When building environments that require dynamic weather coverage, the Top Projection Shaders Pack Unity workflow provides a highly efficient alternative to manual texture painting or complex vertex color setups. Using 1.0.0, we can leverage triplanar mapping restricted to the Y-axis to simulate snow, sand, or moss accumulation across any mesh, regardless of its underlying UV layout. This is particularly effective for static world geometry where you need consistent top-down coverage that doesn’t stretch on vertical cliffs.
Technical Overview
- Shader Architecture: Supports both PBR (Metallic/Specular) and optimized Blinn-Phong for mobile bottlenecks.
- Projection Logic: World-space triplanar mapping ensures that as you rotate a rock or prop, the “snow” always stays on the top surface.

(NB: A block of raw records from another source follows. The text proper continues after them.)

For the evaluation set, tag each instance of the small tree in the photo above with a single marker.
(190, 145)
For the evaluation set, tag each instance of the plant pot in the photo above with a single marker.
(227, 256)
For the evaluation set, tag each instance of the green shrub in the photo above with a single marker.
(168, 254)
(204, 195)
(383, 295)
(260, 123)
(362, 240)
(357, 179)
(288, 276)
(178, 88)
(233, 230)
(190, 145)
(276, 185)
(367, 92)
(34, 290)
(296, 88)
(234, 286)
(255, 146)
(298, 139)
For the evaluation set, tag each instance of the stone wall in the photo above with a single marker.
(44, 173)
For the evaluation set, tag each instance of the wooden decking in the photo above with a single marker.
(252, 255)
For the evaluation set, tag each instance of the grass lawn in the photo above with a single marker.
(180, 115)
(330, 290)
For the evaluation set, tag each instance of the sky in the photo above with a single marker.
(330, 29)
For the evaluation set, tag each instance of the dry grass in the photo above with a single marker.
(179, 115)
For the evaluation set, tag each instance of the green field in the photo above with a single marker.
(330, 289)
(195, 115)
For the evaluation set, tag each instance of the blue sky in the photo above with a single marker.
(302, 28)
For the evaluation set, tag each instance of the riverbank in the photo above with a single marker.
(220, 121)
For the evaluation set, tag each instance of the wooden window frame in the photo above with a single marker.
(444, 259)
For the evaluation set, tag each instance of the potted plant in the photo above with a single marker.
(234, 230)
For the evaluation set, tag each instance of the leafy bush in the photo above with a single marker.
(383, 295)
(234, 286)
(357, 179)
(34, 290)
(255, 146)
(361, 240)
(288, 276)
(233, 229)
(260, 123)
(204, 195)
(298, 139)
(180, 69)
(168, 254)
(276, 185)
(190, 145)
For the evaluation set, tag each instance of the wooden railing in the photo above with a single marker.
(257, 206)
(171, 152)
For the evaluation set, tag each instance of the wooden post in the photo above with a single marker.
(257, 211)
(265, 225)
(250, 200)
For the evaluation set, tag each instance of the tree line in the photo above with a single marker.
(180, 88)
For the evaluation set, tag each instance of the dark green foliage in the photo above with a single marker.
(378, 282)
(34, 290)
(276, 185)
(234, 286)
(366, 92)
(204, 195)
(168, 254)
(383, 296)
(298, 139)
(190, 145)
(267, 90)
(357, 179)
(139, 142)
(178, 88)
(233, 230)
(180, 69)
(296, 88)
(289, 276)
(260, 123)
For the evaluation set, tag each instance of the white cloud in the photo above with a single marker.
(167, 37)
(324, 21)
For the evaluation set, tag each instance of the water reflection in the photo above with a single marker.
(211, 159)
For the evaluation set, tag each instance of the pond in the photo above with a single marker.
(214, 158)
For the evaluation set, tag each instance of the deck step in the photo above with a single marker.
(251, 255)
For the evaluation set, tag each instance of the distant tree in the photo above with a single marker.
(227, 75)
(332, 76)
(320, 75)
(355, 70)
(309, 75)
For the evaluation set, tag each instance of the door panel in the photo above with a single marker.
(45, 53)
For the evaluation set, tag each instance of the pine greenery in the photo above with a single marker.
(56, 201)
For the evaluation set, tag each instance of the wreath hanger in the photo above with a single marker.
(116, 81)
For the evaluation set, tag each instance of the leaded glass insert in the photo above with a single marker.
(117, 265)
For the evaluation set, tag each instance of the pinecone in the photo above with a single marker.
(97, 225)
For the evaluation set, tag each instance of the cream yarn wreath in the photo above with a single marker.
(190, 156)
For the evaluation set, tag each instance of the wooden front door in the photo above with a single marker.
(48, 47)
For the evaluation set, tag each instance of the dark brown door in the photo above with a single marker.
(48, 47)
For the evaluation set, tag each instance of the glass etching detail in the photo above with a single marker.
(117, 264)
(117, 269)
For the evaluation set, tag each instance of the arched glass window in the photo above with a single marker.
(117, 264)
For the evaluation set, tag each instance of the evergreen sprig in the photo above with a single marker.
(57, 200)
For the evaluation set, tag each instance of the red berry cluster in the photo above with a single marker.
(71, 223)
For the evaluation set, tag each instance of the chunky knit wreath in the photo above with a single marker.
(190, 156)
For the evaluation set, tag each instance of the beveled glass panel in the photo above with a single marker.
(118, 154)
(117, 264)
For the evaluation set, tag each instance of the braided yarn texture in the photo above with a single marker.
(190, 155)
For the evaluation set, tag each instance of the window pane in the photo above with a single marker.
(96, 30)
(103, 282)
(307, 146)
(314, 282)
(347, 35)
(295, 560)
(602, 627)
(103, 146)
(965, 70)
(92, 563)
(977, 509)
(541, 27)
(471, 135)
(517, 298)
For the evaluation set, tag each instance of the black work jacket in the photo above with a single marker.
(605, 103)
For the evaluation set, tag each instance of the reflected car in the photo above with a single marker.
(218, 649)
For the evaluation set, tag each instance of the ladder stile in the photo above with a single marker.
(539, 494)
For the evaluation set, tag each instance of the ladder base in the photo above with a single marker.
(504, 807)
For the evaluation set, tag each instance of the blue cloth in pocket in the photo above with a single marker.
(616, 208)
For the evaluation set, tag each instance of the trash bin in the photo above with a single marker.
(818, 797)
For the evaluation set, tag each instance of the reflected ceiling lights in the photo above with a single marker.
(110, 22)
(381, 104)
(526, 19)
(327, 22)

- Optimization: Low-end variants support SM2, making it viable for Google Cardboard or older mobile hardware without breaking the draw call budget.
Integration Tips
To integrate this into an existing URP or Standard project, swap your environment materials with the provided PBR Opaque or Cutout variants. If you are using the Amplify Shader Editor, you can open the source nodes to inject custom logic, such as distance-based fading or height-masking. One common gotcha: because the shader relies on world-space normals for projection, ensure your meshes have properly calculated normals; otherwise, the projection transition will look jagged. This asset pairs exceptionally well with GPU Instancer to handle large forests with uniform moss coverage without unique material instances for every tree.
Best Use Cases
- Open World Survival: Essential for implementing a global “Winter” state. By adjusting the Projection Intensity property via a global shader variable, you can transition an entire map from summer to winter without re-baking textures.
- Mobile Platformers: The Blinn-Phong optimized shaders allow for high-fidelity sand or moss effects on low-power devices where full PBR calculations would tank the frame rate.